Shareholder activism is expected to remain strong amid continued geopolitical and economic uncertainty. With this in mind, we surveyed more than 360 directors of U.S. public and private company boards to understand how boards prepare for and respond to activist campaigns and explore how individual directors assess and engage with activist slates.

Public boards tend to engage with activist investors — and appoint their recommended directors

A majority of respondents (53%) have served on a board approached by an activist investor, a figure that rises to 65% among public company directors. When faced with an activist, 91% of public directors said their board engaged with the investor. A striking 44% said they added directors identified by the activist, and 40% reached a settlement.

Most public boards turned to outside advisers when approached by an activist investor: 86% of public directors said their board engaged an investment bank or outside financial adviser (up 22 percentage points from 2023), and 81% consulted a law firm.

What types of advisers did your board engage with?

A majority of public directors feel their boards are prepared for activist situations

Nearly two-thirds (65%) of public directors view their boards as prepared for activist situations compared with only 7% who said their board was vulnerable. Nearly one-third (29%) of public board directors were neutral about their board's preparedness for an activist situation.

When asked how they prepared for potential activist investor situations, 63% of public directors said they identified advisers and 62% enhanced shareholder engagement practices. Notably, compared to our survey on activism conducted two years ago, the share of public directors who say they conduct tabletop exercises dropped by 12 percentage points, from 55% in 2023 to 43% in 2025. And just 30% said they upgraded board assessments compared with 46% in 2023.

How has your board prepared for potential activist situations (2025 vs. 2023)?

* For example: Analyze business and governance vulnerabilities as an activist might, etc.

Directors are willing to join activist investor slates but few are approached

While board directors are generally willing to join an activist’s slate — 49% said “yes” — just 20% of public and private company directors we surveyed were contacted to join an activist’s slate. Of that 20%, fewer than one in four (18%) ultimately joined the company’s board — most often through a settlement agreement (77%).

While public company directors are more than twice as likely to be approached (24%) than private company directors (10%), private company directors show more interest overall. Over half (58%) said they would consider joining a slate compared with 44% of public company directors.

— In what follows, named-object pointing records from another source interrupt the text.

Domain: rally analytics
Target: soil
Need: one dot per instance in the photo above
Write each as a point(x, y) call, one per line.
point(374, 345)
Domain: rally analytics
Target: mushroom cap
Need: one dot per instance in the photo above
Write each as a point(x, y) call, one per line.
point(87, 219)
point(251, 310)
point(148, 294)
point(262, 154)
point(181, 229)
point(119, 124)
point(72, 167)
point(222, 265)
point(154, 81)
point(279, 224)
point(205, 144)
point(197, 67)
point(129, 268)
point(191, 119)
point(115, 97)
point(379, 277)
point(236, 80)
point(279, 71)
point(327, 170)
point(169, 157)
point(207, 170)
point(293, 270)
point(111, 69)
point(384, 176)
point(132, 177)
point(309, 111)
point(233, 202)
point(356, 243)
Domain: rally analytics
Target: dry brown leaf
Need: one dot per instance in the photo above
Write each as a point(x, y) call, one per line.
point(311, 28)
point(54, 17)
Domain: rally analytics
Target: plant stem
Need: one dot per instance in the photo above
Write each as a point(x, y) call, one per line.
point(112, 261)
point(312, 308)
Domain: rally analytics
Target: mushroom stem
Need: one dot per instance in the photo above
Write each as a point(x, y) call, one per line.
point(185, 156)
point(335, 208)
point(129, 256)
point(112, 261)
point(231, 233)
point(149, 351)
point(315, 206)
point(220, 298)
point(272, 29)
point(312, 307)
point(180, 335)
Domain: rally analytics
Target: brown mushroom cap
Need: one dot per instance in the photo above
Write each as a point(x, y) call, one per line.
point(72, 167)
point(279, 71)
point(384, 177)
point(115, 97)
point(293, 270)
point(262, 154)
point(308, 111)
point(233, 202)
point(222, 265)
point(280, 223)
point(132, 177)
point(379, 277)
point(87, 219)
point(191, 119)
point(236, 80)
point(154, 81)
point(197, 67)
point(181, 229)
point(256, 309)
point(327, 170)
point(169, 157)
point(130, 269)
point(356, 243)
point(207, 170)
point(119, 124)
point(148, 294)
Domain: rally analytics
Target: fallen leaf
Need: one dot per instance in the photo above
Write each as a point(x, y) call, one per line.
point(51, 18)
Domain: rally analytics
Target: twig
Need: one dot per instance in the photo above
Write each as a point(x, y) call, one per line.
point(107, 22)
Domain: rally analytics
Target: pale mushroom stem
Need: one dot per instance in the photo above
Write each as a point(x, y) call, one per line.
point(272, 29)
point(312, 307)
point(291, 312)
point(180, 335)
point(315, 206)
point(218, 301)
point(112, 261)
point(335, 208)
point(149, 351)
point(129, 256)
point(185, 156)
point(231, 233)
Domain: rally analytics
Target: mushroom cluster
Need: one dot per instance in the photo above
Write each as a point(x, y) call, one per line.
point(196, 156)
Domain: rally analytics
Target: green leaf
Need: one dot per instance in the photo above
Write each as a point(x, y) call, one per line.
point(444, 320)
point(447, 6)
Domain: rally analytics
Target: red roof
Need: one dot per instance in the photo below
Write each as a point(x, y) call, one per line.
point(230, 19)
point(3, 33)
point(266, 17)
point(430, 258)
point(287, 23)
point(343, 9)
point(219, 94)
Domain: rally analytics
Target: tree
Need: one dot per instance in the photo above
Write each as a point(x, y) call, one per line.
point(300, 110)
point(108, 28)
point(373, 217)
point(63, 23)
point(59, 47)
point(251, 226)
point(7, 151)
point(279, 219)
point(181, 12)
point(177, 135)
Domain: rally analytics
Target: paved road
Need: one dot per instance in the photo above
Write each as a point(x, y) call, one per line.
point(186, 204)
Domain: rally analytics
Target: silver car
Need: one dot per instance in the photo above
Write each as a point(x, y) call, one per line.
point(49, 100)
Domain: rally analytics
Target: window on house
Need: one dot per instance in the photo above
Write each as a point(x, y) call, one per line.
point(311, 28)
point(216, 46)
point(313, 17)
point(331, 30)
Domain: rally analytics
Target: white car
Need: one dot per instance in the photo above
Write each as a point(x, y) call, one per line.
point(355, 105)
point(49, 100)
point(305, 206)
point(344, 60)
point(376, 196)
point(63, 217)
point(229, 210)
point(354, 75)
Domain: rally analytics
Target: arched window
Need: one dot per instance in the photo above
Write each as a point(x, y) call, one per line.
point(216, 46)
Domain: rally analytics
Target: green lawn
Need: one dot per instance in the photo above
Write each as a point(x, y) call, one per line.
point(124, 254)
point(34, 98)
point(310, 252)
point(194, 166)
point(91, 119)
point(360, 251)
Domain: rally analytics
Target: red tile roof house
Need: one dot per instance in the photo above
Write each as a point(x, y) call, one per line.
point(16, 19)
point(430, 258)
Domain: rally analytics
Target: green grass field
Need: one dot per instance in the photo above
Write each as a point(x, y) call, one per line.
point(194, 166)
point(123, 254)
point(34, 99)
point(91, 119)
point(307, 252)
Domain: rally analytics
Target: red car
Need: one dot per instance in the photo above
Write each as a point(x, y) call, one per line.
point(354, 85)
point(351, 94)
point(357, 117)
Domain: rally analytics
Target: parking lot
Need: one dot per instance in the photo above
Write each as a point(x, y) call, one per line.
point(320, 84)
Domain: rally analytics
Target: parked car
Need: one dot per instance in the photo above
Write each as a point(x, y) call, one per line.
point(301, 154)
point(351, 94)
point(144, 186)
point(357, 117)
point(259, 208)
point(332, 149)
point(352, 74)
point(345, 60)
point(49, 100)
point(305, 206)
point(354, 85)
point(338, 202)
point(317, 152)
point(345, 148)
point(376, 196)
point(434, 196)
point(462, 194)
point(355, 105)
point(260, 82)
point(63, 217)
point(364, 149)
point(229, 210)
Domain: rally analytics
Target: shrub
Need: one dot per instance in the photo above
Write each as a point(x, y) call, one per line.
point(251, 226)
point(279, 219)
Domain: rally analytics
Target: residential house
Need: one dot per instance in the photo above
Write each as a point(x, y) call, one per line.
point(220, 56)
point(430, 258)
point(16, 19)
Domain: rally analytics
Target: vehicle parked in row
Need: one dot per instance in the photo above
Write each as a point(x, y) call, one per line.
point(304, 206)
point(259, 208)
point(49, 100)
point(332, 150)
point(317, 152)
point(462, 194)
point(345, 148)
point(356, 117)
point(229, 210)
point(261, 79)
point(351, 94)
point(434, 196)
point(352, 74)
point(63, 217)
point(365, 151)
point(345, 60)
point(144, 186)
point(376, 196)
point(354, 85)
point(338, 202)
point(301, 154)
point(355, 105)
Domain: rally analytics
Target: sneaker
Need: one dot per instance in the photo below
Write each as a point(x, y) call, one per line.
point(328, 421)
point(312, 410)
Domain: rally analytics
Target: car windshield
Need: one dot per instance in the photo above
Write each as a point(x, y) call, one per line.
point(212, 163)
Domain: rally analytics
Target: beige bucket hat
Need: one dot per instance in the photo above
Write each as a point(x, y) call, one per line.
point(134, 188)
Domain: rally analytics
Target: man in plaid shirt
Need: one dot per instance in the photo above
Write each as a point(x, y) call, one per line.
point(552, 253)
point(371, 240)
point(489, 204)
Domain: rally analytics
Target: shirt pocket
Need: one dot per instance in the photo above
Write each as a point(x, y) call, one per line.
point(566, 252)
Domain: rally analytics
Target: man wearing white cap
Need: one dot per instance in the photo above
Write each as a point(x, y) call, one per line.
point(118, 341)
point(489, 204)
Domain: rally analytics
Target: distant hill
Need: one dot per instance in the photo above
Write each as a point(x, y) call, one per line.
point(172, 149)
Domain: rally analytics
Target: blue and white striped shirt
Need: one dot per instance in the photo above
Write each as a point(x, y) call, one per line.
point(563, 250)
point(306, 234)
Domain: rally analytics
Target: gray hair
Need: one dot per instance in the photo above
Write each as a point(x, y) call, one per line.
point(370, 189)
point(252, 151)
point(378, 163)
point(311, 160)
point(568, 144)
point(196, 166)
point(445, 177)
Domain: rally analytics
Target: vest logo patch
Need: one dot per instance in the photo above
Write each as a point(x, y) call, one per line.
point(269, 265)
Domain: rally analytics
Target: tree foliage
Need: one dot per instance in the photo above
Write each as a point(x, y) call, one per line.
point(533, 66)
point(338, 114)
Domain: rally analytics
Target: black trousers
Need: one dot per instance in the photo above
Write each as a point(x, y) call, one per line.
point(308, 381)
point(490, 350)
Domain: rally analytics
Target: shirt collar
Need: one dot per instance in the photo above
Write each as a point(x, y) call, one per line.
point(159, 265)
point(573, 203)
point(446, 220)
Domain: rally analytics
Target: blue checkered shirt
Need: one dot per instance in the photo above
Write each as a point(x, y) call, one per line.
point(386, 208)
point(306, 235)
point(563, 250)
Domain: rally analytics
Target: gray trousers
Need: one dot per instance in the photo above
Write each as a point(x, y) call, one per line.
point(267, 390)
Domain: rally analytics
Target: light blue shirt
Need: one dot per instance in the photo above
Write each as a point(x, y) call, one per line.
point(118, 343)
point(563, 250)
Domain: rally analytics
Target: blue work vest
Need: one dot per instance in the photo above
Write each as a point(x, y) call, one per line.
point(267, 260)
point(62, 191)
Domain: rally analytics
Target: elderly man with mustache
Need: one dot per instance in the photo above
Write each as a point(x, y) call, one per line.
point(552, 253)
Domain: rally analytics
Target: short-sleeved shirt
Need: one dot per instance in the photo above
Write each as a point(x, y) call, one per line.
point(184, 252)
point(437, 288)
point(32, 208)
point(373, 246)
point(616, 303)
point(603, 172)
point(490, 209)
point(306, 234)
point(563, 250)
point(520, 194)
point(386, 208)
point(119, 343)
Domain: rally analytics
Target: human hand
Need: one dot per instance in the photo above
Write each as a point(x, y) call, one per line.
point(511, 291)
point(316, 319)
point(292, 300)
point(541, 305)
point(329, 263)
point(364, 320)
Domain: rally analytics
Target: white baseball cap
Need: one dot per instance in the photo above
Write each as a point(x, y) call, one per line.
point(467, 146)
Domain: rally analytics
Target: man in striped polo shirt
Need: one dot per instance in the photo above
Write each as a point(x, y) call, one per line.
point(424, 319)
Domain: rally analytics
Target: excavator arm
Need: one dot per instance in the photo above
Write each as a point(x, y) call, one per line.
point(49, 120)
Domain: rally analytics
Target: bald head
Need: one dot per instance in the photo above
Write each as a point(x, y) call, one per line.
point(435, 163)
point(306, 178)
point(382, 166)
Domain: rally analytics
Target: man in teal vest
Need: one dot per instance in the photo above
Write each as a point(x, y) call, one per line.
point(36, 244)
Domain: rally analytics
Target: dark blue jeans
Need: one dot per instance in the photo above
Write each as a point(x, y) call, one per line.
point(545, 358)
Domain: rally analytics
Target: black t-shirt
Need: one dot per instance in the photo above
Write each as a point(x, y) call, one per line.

Directors are more likely to join activist slates when they see strategic alignment, an opportunity for change and credible plan for value creation

When asked what company-specific factors would influence their decision to join an investor slate, respondents overwhelmingly said belief in the activist’s strategy for the company (91%) and the opportunity to drive meaningful change (81%).

What company-specific factors would influence your decision to join an activist investor’s slate?

A majority of directors said they are more likely to join an activist’s slate if the investor presents a clear and compelling value creation plan (81%), was constructive and collaborative (68%) and has a clear rationale for refreshing the board (61%).

What are the top characteristics an activist investor must have for you to consider joining their slate?

When asked why they would decline an activist offer, the top two reasons were disagreement with the activist’s approach (57%) and concern about reputation (56%). Public company directors expressed significantly higher concerns about reputation (60%) than private company directors (43%).